Mio fratello Luca ha qualche difetto (in particolare sul fronte capellifero) e molti pregi: uno di questi è di essersi più o meno sempre ricordato di me quando – da fotografo ufficiale di una manifestazione culturale, aggiungerei “e che fotografo!” – ha avuto davanti all’obbiettivo uno scrittore. Fra uno scatto e l’altro è sempre riuscito a infilarci un libro, ed ecco spiegato perché posso vantare alcune copie autografate che conservo con amorevole attenzione.
Alla collezione, si è aggiunto nel 2016 un romanzo di Yasmina Khadra: non conoscevo minimamente l’opera dello scrittore algerino trasferitosi in Francia e – per quella famosa lista di To Be Read che riempie gli scaffali e occlude la memoria – il suo “L’attentato” è rimasto (troppo a lungo) lontano dalle mie pupille.

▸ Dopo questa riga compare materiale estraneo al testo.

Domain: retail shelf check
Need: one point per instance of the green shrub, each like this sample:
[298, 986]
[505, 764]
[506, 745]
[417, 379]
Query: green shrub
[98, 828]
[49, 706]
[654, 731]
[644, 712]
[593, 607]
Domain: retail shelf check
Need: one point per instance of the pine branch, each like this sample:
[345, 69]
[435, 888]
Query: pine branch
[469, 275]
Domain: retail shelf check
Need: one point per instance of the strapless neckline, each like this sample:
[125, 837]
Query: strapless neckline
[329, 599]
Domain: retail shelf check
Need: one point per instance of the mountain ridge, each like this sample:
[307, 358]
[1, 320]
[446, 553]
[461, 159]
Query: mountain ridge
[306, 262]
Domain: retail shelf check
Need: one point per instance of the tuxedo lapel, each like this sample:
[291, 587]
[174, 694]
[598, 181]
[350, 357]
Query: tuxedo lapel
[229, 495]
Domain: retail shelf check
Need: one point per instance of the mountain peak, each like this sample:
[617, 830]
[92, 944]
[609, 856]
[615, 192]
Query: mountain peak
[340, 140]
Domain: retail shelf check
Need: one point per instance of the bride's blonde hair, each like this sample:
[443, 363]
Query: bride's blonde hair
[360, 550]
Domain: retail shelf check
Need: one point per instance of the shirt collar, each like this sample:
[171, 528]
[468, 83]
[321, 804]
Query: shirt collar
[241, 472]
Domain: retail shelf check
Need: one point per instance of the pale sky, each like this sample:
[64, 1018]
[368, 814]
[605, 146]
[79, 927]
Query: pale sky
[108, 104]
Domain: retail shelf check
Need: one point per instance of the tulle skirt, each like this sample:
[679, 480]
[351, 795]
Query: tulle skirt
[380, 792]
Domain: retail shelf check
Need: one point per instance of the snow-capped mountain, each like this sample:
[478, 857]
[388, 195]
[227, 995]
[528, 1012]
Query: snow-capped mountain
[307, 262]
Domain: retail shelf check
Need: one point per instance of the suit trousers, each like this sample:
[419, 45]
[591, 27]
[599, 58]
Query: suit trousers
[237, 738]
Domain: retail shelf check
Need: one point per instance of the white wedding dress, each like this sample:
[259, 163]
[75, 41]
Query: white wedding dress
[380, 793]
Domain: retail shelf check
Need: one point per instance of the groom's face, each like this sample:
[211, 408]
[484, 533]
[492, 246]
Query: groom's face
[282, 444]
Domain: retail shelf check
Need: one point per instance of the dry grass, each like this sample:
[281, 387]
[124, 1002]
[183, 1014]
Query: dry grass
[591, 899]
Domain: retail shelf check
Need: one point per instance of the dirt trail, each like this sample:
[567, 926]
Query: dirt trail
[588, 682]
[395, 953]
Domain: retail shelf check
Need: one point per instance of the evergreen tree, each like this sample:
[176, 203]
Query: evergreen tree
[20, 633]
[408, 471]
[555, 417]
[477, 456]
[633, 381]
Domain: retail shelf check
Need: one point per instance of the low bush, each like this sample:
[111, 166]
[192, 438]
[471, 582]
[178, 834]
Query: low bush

E’ stato un peccato quasi mortale a cui ho rimediato nell’ultima settimana. L’attentato è un romanzo solidissimo e commuovente al punto giusto, capace di scatenare l’indignazione subito dopo averti provocato un brivido di emozione: racconta la storia di un uomo arabo naturalizzato israeliano che opera (è la parola giusta) a Tel Aviv come chirurgo, costretto quindi a subire una sorta di strisciante razzismo duplice. Da una parte la popolazione araba che lo vede come un traditore, dall’altra la società israeliana che non lo accoglie esattamente a braccia aperte. La situazione precipita dopo un tremendo attentato kamikaze: nell’ospedale in cui lavora viene portata anche la moglie, che porta i segni dell’esplosione e dell’evidenza di essere proprio lei l’attentatrice.
Dalla negazione alla consapevolezza, dalla tetra disperazione alla rabbia, il protagonista inizia un viaggio alla (ri)scoperta della moglie, delle sue motivazioni, di una felicità supposta che in realtà non era tale.
Una finestra sul Medio Oriente che prova a raccontare al lettore una realtà sociale e politica così lontana e costante da lasciarci a volte indifferenti. Ed è un romanzo che funziona, davvero funziona.